In conclusion, DCIS is a very heterogeneous disease. This is no doubt
the reason for such controversy, disagreement, and uncertainty over its
treatment. The Van Nuys classification attempts to simplify treatment decisions.
Intuitively, this classification and the treatment recommendations based
on it make good common sense. First, it is ideal to obtain clear margins
by 1 cm. If that is impossible, residual disease is likely, and thus, mastectomy
is the only treatment available to remove all the disease. This still does
not take into consideration the possibility that lesions may be biologically
"benign" and not likely to progress to invasive disease. If the
tumor is large, a good cosmetic result may not be likely with wide excision,
and therefore, mastectomy may be appropriate. If the tumor is small with
clear margins, excision alone may be adequate, except in high-grade cases.

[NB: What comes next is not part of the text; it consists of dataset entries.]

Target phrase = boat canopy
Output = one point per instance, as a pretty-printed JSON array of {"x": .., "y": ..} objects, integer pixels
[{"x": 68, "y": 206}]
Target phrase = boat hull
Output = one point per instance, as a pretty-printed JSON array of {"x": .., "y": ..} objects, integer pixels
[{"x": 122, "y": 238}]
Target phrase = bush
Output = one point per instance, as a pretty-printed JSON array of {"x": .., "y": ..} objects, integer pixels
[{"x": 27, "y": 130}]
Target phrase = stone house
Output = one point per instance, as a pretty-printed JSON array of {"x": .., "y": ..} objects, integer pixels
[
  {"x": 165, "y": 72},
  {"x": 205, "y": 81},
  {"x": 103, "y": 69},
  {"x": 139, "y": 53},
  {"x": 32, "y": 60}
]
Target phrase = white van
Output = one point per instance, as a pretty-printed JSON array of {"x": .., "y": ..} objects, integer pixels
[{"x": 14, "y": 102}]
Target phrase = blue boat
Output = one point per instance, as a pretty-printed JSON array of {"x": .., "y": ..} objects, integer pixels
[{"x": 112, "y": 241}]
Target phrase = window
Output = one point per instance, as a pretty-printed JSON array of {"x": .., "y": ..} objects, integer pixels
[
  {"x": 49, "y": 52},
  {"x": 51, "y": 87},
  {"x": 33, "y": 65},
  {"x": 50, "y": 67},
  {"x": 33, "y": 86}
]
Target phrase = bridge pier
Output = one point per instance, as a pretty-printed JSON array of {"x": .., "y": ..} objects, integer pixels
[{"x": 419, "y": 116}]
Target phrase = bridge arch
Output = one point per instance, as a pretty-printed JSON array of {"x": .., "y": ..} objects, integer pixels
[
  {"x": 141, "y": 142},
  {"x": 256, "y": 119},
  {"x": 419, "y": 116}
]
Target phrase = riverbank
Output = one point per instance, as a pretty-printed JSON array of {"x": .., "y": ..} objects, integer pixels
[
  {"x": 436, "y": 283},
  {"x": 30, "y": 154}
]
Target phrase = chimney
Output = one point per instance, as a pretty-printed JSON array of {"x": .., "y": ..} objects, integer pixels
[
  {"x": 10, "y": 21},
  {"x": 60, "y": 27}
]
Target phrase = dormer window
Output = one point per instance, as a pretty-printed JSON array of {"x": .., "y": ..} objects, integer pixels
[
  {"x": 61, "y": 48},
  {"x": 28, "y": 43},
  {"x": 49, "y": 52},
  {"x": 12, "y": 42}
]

There is still a question as to whether the local recurrence rate is
higher with high-grade cases compared to good nuclear grade. Treatment
options for high-nuclear grade lesions include radiation, with mastectomy
reserved for the treatment of the local recurrence (since disease will
not recur in a significant number of women), or mastectomy as primary local
treatment. In any case, as Drs. Silverstein and Lagios state, patients
should be informed of all the pros and cons of each treatment option.
The Van Nuys group appropriately points out that their data are retrospective.

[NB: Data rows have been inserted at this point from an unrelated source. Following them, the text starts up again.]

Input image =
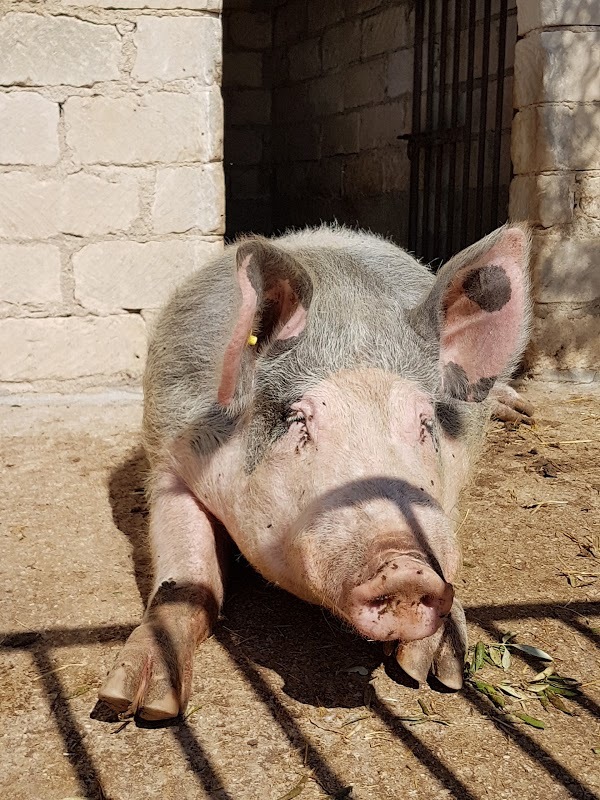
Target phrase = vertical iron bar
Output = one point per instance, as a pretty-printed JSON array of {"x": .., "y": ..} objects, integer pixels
[
  {"x": 414, "y": 152},
  {"x": 454, "y": 125},
  {"x": 468, "y": 123},
  {"x": 485, "y": 68},
  {"x": 428, "y": 166},
  {"x": 441, "y": 125},
  {"x": 494, "y": 221}
]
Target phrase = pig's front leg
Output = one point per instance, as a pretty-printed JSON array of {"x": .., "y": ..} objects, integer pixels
[
  {"x": 509, "y": 406},
  {"x": 442, "y": 654},
  {"x": 153, "y": 673}
]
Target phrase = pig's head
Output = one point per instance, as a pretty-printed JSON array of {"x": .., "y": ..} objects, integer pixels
[{"x": 361, "y": 417}]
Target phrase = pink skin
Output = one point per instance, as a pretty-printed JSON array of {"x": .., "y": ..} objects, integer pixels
[
  {"x": 470, "y": 336},
  {"x": 348, "y": 509}
]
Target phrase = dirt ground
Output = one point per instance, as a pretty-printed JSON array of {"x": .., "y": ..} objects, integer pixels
[{"x": 286, "y": 702}]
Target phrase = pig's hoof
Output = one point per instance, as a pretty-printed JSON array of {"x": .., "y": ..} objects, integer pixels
[
  {"x": 509, "y": 406},
  {"x": 442, "y": 655},
  {"x": 145, "y": 680}
]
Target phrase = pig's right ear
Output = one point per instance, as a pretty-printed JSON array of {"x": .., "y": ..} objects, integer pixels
[
  {"x": 479, "y": 312},
  {"x": 274, "y": 296}
]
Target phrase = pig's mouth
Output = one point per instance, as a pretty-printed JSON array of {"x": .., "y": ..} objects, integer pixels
[{"x": 405, "y": 600}]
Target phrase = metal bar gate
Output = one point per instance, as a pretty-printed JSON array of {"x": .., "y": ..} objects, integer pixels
[{"x": 459, "y": 147}]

Patients were selected for a certain local treatment based on the factors
felt to be important at that moment in time. Ideally, it is important to
test various local treatments in a prospective randomized trial with attention
to such details as margins, nuclear grade, and necrosis.

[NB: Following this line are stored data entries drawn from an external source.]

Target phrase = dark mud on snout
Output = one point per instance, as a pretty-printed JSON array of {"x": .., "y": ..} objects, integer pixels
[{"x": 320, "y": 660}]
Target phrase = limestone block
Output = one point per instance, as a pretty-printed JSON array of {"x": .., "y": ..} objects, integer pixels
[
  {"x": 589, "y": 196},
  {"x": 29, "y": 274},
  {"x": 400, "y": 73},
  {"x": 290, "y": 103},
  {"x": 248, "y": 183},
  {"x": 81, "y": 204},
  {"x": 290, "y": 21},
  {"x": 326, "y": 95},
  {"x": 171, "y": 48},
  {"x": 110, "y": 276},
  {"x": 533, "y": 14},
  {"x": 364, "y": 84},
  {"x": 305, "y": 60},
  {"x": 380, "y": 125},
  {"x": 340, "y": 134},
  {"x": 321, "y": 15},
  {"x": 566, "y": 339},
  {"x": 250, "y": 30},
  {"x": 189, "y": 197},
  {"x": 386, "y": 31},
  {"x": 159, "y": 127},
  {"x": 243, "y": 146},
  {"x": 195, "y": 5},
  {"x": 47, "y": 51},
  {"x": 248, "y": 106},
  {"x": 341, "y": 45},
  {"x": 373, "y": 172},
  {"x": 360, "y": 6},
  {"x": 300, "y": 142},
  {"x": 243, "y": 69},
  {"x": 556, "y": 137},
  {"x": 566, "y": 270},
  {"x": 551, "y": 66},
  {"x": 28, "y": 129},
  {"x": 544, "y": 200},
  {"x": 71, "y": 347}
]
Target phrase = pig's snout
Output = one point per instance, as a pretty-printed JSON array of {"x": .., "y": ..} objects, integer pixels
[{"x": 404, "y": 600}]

There are many ongoing European trials evaluating radiation after segmental
mastectomy in a large number of women with DCIS. Central pathologic
review of these studies could help clarify some of the unanswered questions.
Future trial results, such as those of the NSABP and the United Kingdom
trial evaluating the use of tamoxifen (Nolvadex) in DCIS, are eagerly awaited.
The elucidation of the biology of different subsets of DCIS will go
a long way toward clarifying treatment decisions. Also, prospective treatment
based on biologic markers of proliferation and aggressiveness will help
determine the appropriate treatments.